Advantages and disadvantages of the qualitative methods of interviews and verbal protocols in relation to task processing criteria that may impact the validity of verbal data

Two methods that lie at the intersection of interviews and verbal protocols probe participants’ cognitive processing by means of questions during or after specific task performance. As depicted in Table 5, one advantage of these probing methods is that cognitions can be examined in direct relation to the task at hand, yielding more specific and precise information than interviews. The disadvantage of probing during task performance is that questioning interrupts participants’ thoughts and actions, altering their normal task processing.

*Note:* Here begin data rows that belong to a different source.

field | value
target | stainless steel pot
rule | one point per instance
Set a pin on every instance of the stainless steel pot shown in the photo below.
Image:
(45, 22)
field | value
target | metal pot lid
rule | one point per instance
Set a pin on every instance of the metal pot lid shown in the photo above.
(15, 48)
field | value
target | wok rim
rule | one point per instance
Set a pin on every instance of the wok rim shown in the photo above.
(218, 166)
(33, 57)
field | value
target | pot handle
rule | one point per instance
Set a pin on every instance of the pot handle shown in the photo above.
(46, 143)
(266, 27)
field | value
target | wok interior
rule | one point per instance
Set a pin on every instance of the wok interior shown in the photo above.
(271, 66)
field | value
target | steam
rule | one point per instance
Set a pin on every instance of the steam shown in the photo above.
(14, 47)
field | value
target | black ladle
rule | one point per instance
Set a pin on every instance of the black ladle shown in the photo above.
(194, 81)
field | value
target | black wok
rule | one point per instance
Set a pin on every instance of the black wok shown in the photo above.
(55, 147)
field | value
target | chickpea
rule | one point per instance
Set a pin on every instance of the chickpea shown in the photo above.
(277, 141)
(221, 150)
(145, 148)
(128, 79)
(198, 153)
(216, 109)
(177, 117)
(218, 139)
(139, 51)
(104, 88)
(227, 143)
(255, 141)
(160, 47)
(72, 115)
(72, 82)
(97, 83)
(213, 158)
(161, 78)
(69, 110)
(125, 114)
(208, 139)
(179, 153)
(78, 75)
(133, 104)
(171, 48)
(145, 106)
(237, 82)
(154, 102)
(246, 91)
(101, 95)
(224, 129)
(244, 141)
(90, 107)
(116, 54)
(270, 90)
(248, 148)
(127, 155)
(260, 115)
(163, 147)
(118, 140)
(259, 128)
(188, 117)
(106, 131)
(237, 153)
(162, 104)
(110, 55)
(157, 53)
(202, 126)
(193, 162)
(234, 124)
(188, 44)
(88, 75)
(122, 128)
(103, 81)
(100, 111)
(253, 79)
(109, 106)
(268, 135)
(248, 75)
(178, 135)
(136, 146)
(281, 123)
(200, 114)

This may even encourage participants to adopt an interpretative mind-set (Ericsson & Simon, 1980, 1993; van Someren et al, 1994). Probing after task performance overlaps with interviews that focus on specific tasks, events, scenarios, and examples as used in knowledge elicitation techniques (Hoffman et al., 1995; Hoffman & Lintern, 2006; Shadbolt & Smart, 2015), as well as with some types of explanation protocols and retrospective reports. This method can deliver very valuable information regarding the research questions. As discussed in the section on interviews, this is dependent upon the way the questions are phrased and embedded within the interview guide. In expertise research, data gathered by interviews and verbal protocols may complement each other as participants’ overall cognitions about their expertise domain can be combined with assessments of task-specific processing and outcomes.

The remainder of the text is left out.